MEM window: d6000000-d7dfffff
PREFETCH window: d7f00000-dfffffff
PCI: Setting latency timer of device 0000:00:01.0 to 64
highmem bounce pool size: 64 pages
Generic RTC Driver v1.07
serio: i8042 AUX port at 0x60,0x64 irq 12
serio: i8042 KBD port at 0x60,0x64 irq 1
Serial: 8250/16550 driver $Revision: 1.90 $ 4 ports, IRQ sharing disabled
ttyS0 at I/O 0x3f8 (irq = 4) is a 16550A
ttyS1 at I/O 0x2f8 (irq = 3) is a 16550A
io scheduler noop registered
io scheduler anticipatory registered
io scheduler deadline registered
io scheduler cfq registered
tg3.c:v3.37 (August 25, 2005)
PCI: Enabling device 0000:00:09.0 (0014 -> 0016)
PCI: IRQ 0 for device 0000:00:09.0 doesn't match PIRQ mask - try pci=usepirqmaskPCI: setting IRQ 9 as level-triggered
PCI: Assigned IRQ 9 for device 0000:00:09.0
eth0: Tigon3 [partno(BCM95702A20) rev 1002 PHY(5703)] (PCI:33MHz:32-bit) 10/100/1000BaseT Ethernet 00:e0:18:b6:6b:c7
eth0: RXcsums[1] LinkChgREG[0] MIirq[0] ASF[0] Split[0] WireSpeed[1] TSOcap[1]
eth0: dma_rwctrl[763f0000]

Here the pci=usepirqmask does not fix the problem.
Thanks for any solution!

-Yenya


--
| Jan "Yenya" Kasprzak <kas at {fi.muni.cz - work | yenya.net - private}> |
| GPG: ID 1024/D3498839 Fingerprint 0D99A7FB206605D7 8B35FCDE05B18A5E |
| http://www.fi.muni.cz/~kas/ Journal: http://www.fi.muni.cz/~kas/blog/ |
>>> $ cd my-kernel-tree-2.6 <<<
>>> $ dotest /path/to/mbox # yes, Linus has no taste in naming scripts <<<


2005-09-29 12:00:52

by Greg KH

[permalink] [raw]
Subject: Re: PCI/IRQ regressions in 2.6.13.2

On Fri, Sep 23, 2005 at 07:10:54PM +0200, Jan Kasprzak wrote:
> Hello,
>
> I've tried to upgrade my Linux boxes to 2.6.13.2, and on some configurations
> I have problems that IRQ stopped working or devices are not visible on
> the PCI bus.

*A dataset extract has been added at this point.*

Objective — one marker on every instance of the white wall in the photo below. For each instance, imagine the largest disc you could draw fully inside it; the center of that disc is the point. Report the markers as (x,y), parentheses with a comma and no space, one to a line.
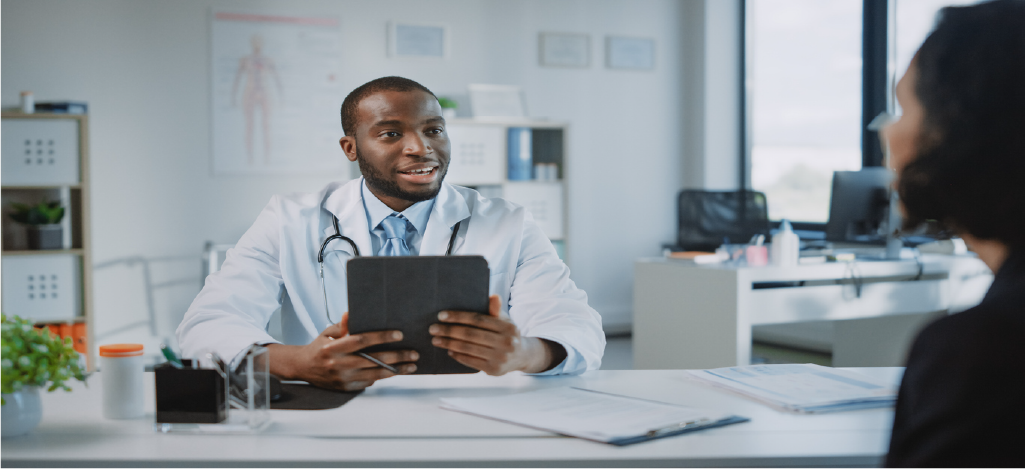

These problems may be completely unrelated, though:

Can you see if 2.6.14-rc2 fixes the pci issues?

thanks,

greg k-h

2005-09-29 14:43:27

by Jan Kasprzak

[permalink] [raw]
Subject: Re: PCI/IRQ regressions in 2.6.13.2

Greg KH wrote:
: On Fri, Sep 23, 2005 at 07:10:54PM +0200, Jan Kasprzak wrote:
: > Hello,
: >
: > I've tried to upgrade my Linux boxes to 2.6.13.2, and on some configurations
: > I have problems that IRQ stopped working or devices are not visible on
: > the PCI bus. These problems may be completely unrelated, though:
:
: Can you see if 2.6.14-rc2 fixes the pci issues?
:
I have not been able to test the issue with part of PCI bus
missing from the lspci output on HP DL-585 quad opteron (the server is
in production use, I cannot reboot it just now), however the two other
problems (IRQ timeout on IDE controller and no IRQs on tg3 NIC) seem
to be fixed on 2.6.14-rc2.

I will probably test the 2.6.14-rc2 on HP DL-585 tomorrow evening.
Thanks,

-Yenya

--
| Jan "Yenya" Kasprzak <kas at {fi.muni.cz - work | yenya.net - private}> |
| GPG: ID 1024/D3498839 Fingerprint 0D99A7FB206605D7 8B35FCDE05B18A5E |
| http://www.fi.muni.cz/~kas/ Journal: http://www.fi.muni.cz/~kas/blog/ |
>>> $ cd my-kernel-tree-2.6 <<<
>>> $ dotest /path/to/mbox # yes, Linus has no taste in naming scripts <<<

2005-09-30 10:20:46

by Jan Kasprzak

[permalink] [raw]
Subject: Re: PCI/IRQ regressions in 2.6.13.2

Jan Kasprzak wrote:
: Greg KH wrote:
: : On Fri, Sep 23, 2005 at 07:10:54PM +0200, Jan Kasprzak wrote:
: : > Hello,
: : >
: : > I've tried to upgrade my Linux boxes to 2.6.13.2, and on some configurations
: : > I have problems that IRQ stopped working or devices are not visible on
: : > the PCI bus. These problems may be completely unrelated, though:
: :
: : Can you see if 2.6.14-rc2 fixes the pci issues?
: :
: I have not been able to test the issue with part of PCI bus
: missing from the lspci output on HP DL-585 quad opteron (the server is
: in production use, I cannot reboot it just now), however the two other
: problems (IRQ timeout on IDE controller and no IRQs on tg3 NIC) seem
: to be fixed on 2.6.14-rc2.

I have found that this is because I have accidentally
compiled the 2.6.14-rc2 with CONFIG_ACPI. With this option the problem
disappears, but with CONFIG_ACPI=n it is still there even in 2.6.14-rc2.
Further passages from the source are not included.